Business centres shut down in Pakistan today in a strike called by Islamists to pressure the ruling party which is scrambling to stop its main coalition partner from pulling out of the governing coalition.
Islamists lead Pakistan strike in political crisis
ISLAMABAD // Business centres shut down in Pakistan today in a strike called by Islamists to pressure the ruling party which is scrambling to stop its main coalition partner from pulling out of the governing coalition.
Religious parties called the action to protest against what it believes are plans by the government to change the country's controversial blasphemy law.
But analysts say the strike has more to do with politics than religion. The prime minister has said publicly the government does not intend to abolish or change the law.

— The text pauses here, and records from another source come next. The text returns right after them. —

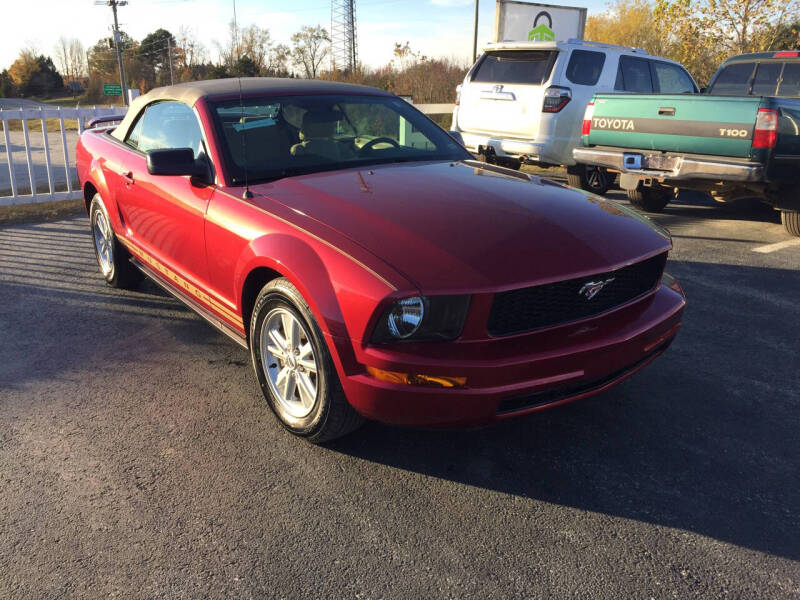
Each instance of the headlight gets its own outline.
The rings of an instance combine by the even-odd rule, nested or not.
[[[425,301],[420,296],[398,300],[389,308],[386,320],[389,333],[400,340],[414,335],[422,324],[424,315]]]
[[[454,340],[461,335],[469,296],[412,296],[392,302],[378,319],[372,341]]]

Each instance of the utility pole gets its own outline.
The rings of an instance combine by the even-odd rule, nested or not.
[[[475,59],[478,58],[478,2],[479,0],[475,0],[475,31],[472,35],[472,61],[475,62]]]
[[[119,63],[119,82],[122,86],[122,100],[128,106],[128,87],[125,85],[125,65],[122,63],[122,36],[119,33],[119,22],[117,21],[117,7],[125,6],[128,0],[100,0],[95,2],[97,5],[105,4],[110,6],[114,13],[114,45],[117,47],[117,62]]]
[[[169,84],[175,85],[175,76],[172,73],[172,40],[167,38],[167,57],[169,58]]]

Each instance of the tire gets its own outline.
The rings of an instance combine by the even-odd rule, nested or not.
[[[106,283],[121,289],[137,287],[142,281],[142,272],[131,264],[128,250],[119,243],[100,194],[95,194],[89,205],[89,224],[94,256]]]
[[[788,233],[800,237],[800,211],[782,210],[781,223]]]
[[[613,177],[604,167],[593,165],[575,165],[567,167],[567,183],[570,187],[580,188],[593,194],[604,195],[611,187]]]
[[[661,212],[675,194],[670,187],[663,185],[644,187],[641,183],[635,190],[625,191],[631,204],[647,212]]]
[[[364,422],[344,395],[308,304],[288,279],[270,281],[256,298],[250,355],[264,398],[291,433],[319,444]]]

Thousands of supporters of Islamic parties rallied in towns and cities across the country to support the law which came under the spotlight when a Christian woman was sentenced to death in November by a court on charges of insulting Islam.
Critics say the law is used to persecute religious minorities, fan religious extremism and settle personal scores.

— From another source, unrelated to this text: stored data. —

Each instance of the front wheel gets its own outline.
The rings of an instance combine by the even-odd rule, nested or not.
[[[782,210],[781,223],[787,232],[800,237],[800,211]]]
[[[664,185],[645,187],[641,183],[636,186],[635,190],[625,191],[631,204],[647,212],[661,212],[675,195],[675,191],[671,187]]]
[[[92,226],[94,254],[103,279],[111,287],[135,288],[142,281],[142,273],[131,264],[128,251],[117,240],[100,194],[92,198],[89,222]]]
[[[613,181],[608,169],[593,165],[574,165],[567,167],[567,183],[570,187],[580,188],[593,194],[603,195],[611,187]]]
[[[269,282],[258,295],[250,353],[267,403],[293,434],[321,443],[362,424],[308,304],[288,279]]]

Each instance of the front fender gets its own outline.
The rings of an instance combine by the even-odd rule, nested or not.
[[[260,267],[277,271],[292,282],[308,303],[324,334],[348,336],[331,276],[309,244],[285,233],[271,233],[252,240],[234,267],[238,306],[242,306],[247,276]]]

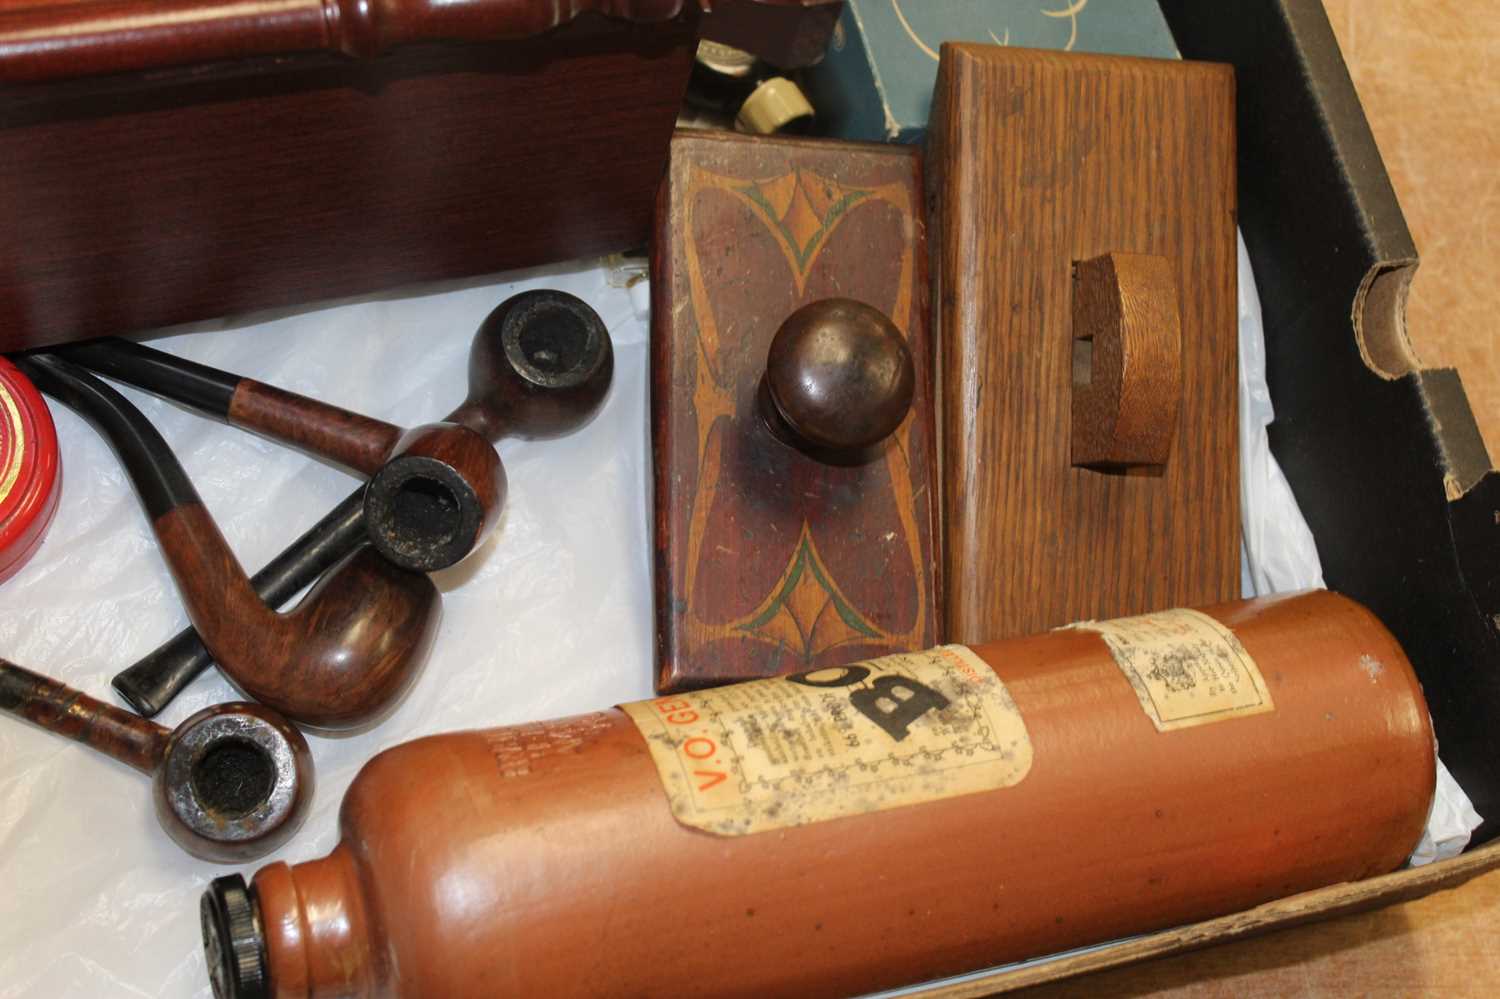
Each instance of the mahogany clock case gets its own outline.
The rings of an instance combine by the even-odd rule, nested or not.
[[[644,246],[698,11],[400,0],[387,35],[512,40],[381,54],[326,3],[176,5],[209,42],[121,6],[157,5],[0,2],[0,351]]]

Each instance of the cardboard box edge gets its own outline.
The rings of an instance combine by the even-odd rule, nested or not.
[[[1042,963],[998,968],[993,972],[968,976],[962,981],[937,984],[911,994],[924,999],[971,999],[1013,992],[1032,985],[1151,958],[1182,954],[1211,944],[1241,940],[1303,923],[1383,908],[1396,902],[1410,901],[1433,892],[1455,888],[1496,868],[1500,868],[1500,843],[1491,843],[1452,860],[1426,867],[1396,871],[1365,881],[1331,885],[1266,902],[1228,916],[1161,930]]]

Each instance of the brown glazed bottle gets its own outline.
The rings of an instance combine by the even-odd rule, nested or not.
[[[205,944],[220,996],[857,995],[1394,870],[1433,769],[1368,611],[1236,602],[407,743]]]

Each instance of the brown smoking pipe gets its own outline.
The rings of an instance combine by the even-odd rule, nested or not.
[[[76,410],[125,466],[193,627],[242,690],[294,721],[352,728],[411,683],[437,627],[437,587],[368,546],[325,573],[290,612],[256,595],[182,465],[140,410],[59,357],[16,365]]]
[[[259,704],[215,704],[168,731],[0,659],[0,711],[149,774],[157,820],[202,860],[265,856],[292,837],[312,802],[307,742]]]
[[[448,422],[490,440],[541,440],[577,430],[599,410],[614,373],[609,330],[588,303],[551,289],[500,303],[469,348],[469,394]],[[359,546],[365,508],[350,495],[250,581],[272,607],[289,601]],[[212,658],[191,628],[114,679],[115,690],[151,716],[169,704]]]
[[[436,572],[460,561],[505,502],[500,456],[465,426],[407,430],[117,337],[52,353],[368,476],[366,532],[403,569]]]

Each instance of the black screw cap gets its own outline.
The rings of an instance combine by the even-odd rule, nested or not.
[[[269,999],[266,938],[245,879],[238,874],[215,878],[198,912],[216,999]]]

"We will not allow the government to bring about any change in the blasphemy law. If it tried to do so, we would send it packing," Hafiz Hamdullah, a cleric and local leader of the Jamiat-e-Ulema-e-Islam (JUI) party, told supporters in the southwestern city of Quetta.

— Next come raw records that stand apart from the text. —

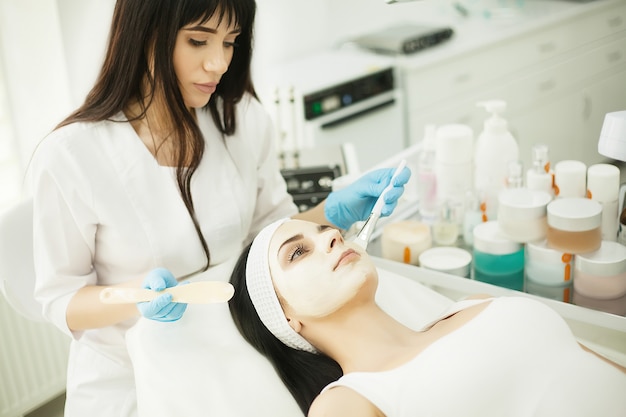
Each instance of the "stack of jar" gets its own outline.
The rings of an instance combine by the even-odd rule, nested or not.
[[[429,243],[468,249],[473,279],[626,315],[619,169],[574,160],[552,169],[539,144],[524,177],[506,103],[478,104],[491,117],[476,143],[466,125],[426,129],[417,176]]]
[[[554,199],[519,188],[499,196],[504,236],[525,243],[525,291],[626,315],[626,247],[617,243],[619,169],[554,168]]]

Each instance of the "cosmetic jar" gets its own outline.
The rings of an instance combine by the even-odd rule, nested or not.
[[[626,246],[605,240],[597,251],[577,255],[574,290],[599,300],[626,295]]]
[[[548,247],[546,240],[529,242],[524,254],[524,291],[570,302],[574,255]]]
[[[442,246],[422,252],[419,262],[422,268],[469,278],[472,254],[465,249]]]
[[[419,265],[419,256],[432,246],[430,227],[416,220],[390,223],[383,228],[382,256],[396,262]]]
[[[547,209],[552,196],[527,188],[503,190],[498,196],[498,225],[505,237],[526,243],[546,238]]]
[[[581,161],[559,161],[554,166],[554,193],[557,198],[585,197],[587,165]]]
[[[600,249],[602,206],[588,198],[560,198],[551,201],[548,211],[548,246],[566,253],[587,253]]]
[[[473,277],[500,287],[524,288],[524,245],[506,238],[496,220],[474,227]]]

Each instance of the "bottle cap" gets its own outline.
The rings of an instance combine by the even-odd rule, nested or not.
[[[546,215],[552,196],[545,191],[528,188],[510,188],[498,195],[498,219],[507,221],[531,220]]]
[[[626,246],[603,240],[595,252],[576,255],[576,269],[596,276],[613,276],[626,272]]]
[[[587,170],[587,190],[592,200],[616,201],[619,195],[619,168],[611,164],[591,165]]]
[[[463,124],[448,124],[437,128],[435,142],[437,160],[445,164],[471,162],[474,155],[474,132]]]
[[[537,170],[537,172],[548,173],[550,169],[549,159],[548,159],[548,145],[544,145],[543,143],[538,143],[533,146],[533,168]]]
[[[587,166],[580,161],[559,161],[554,166],[554,183],[558,197],[585,197],[587,195]]]
[[[476,103],[479,107],[484,107],[491,117],[487,118],[484,123],[485,131],[500,133],[507,130],[508,123],[500,115],[506,110],[506,101],[504,100],[487,100]]]
[[[547,207],[548,225],[567,232],[585,232],[602,224],[602,206],[588,198],[559,198]]]
[[[480,223],[474,227],[474,249],[492,255],[509,255],[522,250],[521,243],[506,238],[496,220]]]

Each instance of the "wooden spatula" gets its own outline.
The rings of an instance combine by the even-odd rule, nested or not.
[[[163,291],[143,288],[106,287],[100,291],[100,301],[105,304],[128,304],[152,301],[161,294],[170,293],[175,303],[225,303],[231,299],[235,289],[228,282],[197,281],[177,285]]]

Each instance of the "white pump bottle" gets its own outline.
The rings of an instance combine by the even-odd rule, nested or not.
[[[505,101],[488,100],[476,105],[491,113],[478,136],[474,153],[474,188],[483,221],[489,221],[496,220],[498,194],[507,186],[509,163],[519,160],[519,146],[501,116],[506,110]]]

A loose alliance of over a dozen Islamist parties, many of them pro-Taliban, announced the general strike on December 15, a day after the JUI pulled out of the coalition after Prime Minister Yusuf Raza Gilani sacked one of its ministers.
All major markets and business centres were closed in the capital Islamabad as well as in the cities of Karachi, Lahore, Rawalpindi, Peshawar and Quetta.
Public transport was not running in Karachi, Pakistan's commercial capital and biggest city. Police fired tear gas at dozens of protesters in Karachi but no one was injured.
President Asif Ali Zardari is leading efforts to pacify the Muttahida Qaumi Movement (MQM), the second largest party in the governing coalition, which this week pulled its two ministers from the federal cabinet.